In late November, I gave a guest lecture at the NHL Stenden University of Applied Sciences, presenting an introduction to text classification using SciKit Learn to third-year Data Analytics students. Life has been busy, so I've only just gotten around to writing about the experience.
To get the opportunity to teach in the classroom again, something I've seriously missed since moving on from my lecturer post at Teesside University, was fantastic. The students were curious and engaged, and I was lucky enough to be able to return to NHL Stenden's beautiful campus in Leeuwarden, capital of the Dutch province of Friesland, to deliver a follow-up lab session in early December as students worked on their assessments.
The learning outcomes for the session included understanding how naive bayes text classification models work in-depth, and employing them alongside support vector machines and random forests to solve real-world text classification problems.
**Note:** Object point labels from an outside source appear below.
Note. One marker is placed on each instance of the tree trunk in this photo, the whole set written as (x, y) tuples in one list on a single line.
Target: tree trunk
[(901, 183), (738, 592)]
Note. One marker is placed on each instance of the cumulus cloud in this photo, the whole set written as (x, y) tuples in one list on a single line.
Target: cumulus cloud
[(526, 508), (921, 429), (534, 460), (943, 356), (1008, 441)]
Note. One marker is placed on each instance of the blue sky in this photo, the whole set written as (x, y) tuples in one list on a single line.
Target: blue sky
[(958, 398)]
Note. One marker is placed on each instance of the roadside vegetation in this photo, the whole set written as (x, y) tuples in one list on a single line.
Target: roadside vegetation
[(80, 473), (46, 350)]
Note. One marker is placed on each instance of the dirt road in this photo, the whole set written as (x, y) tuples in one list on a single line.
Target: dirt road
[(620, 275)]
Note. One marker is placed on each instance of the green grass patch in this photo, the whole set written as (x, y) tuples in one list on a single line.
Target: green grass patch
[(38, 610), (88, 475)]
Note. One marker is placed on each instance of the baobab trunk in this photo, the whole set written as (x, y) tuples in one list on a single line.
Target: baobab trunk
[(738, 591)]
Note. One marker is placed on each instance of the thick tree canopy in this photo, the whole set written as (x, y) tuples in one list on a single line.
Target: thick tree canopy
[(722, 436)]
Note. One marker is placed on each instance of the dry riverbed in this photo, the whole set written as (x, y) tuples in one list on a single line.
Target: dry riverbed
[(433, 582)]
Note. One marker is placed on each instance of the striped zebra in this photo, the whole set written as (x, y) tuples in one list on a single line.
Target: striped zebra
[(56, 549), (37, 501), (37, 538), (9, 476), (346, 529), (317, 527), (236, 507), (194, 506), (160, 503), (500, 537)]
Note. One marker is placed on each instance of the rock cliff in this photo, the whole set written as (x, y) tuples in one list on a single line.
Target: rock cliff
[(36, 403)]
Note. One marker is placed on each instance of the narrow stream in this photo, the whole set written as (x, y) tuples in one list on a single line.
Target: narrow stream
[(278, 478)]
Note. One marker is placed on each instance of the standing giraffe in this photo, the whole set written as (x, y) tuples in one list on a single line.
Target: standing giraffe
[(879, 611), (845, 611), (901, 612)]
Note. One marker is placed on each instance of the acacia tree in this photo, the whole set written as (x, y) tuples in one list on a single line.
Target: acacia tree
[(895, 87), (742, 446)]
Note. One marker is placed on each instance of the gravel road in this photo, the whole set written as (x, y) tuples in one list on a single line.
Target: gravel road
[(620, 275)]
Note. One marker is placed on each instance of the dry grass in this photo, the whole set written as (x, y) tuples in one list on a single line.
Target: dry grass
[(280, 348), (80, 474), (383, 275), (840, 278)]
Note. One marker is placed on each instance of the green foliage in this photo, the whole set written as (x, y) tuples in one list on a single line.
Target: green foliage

We started with the classic spam vs. non-spam classification problem, touching on Laplace smoothing, tf-idf normalization, rendering confusion matrices using matplotlib and pickling our trained models to disk for later use. By the time we got to the end of the lecture and moved into the lab session, it was clear that everyone in the room, myself included, had taken away something valuable from the session.
All-in-all, a fantastic experience. I very much hope to return again in future!
The slides and the worksheet from the session are available for download from my website, and the source code for the session is up on my GitHub.